Other parts not described in detail are prior art. Although the present invention has been described in detail with reference to the above embodiments, it is only a part of the embodiments of the present invention, not all of the embodiments, and other embodiments can be obtained without inventive step according to the embodiments, and the embodiments are within the scope of the present invention.
Claims (7)
1. Application of Propionibacterium acnes in preparation of medicine for treating nasal polyp is provided.
2. A pharmaceutical preparation for treating nasal polyps, characterized in that: consists of an effective amount of propionibacterium acnes and pharmaceutically acceptable auxiliary materials.
3. The pharmaceutical formulation for treating nasal polyps according to claim 2, wherein: the auxiliary material is any one of normal saline, glucose, vitamin C and amino acid.
4. The pharmaceutical formulation for treating nasal polyps according to claim 2, wherein: the medicinal preparation is a nasal drop or a spray preparation or a flushing agent.
5. The pharmaceutical formulation for treating nasal polyps according to claim 4, wherein: the spray preparation is any one of an atomizing agent, a spray agent and a suspension agent.

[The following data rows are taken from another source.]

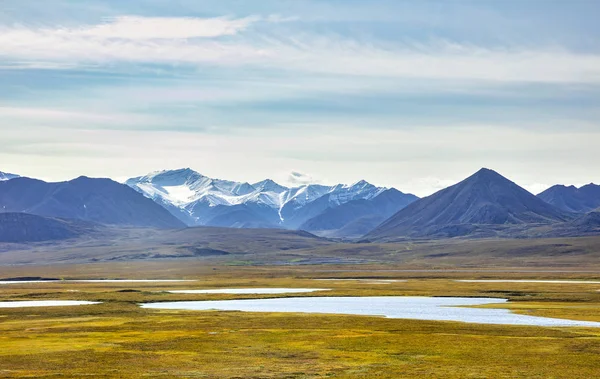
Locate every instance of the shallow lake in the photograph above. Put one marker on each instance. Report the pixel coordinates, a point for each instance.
(407, 307)
(528, 281)
(366, 281)
(43, 303)
(96, 281)
(249, 291)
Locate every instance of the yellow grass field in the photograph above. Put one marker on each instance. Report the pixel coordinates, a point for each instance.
(118, 339)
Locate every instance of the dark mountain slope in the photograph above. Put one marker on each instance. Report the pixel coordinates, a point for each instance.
(23, 227)
(357, 217)
(485, 198)
(99, 200)
(573, 199)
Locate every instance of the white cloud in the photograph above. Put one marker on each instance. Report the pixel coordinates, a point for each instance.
(420, 161)
(144, 28)
(296, 179)
(172, 41)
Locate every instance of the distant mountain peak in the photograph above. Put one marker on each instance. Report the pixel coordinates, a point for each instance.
(571, 198)
(195, 199)
(484, 198)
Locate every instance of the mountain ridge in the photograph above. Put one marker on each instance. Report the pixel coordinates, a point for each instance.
(572, 199)
(93, 199)
(199, 200)
(484, 198)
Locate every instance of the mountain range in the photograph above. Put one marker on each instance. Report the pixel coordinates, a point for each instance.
(485, 204)
(99, 200)
(199, 200)
(485, 198)
(573, 199)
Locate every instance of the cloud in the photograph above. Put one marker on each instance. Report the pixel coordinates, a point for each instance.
(296, 179)
(146, 28)
(188, 41)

6. A pharmaceutical preparation for the treatment of nasal polyps according to any one of claims 2-5, characterized in that: in the medicinal preparation, the content of the propionibacterium acnes is 10 6 -10 8 CFU/mL。
7. The pharmaceutical preparation for treating nasal polyps according to any one of claim 6, wherein: in the medicinal preparation, the content of the propionibacterium acnes is 10 7 CFU/mL。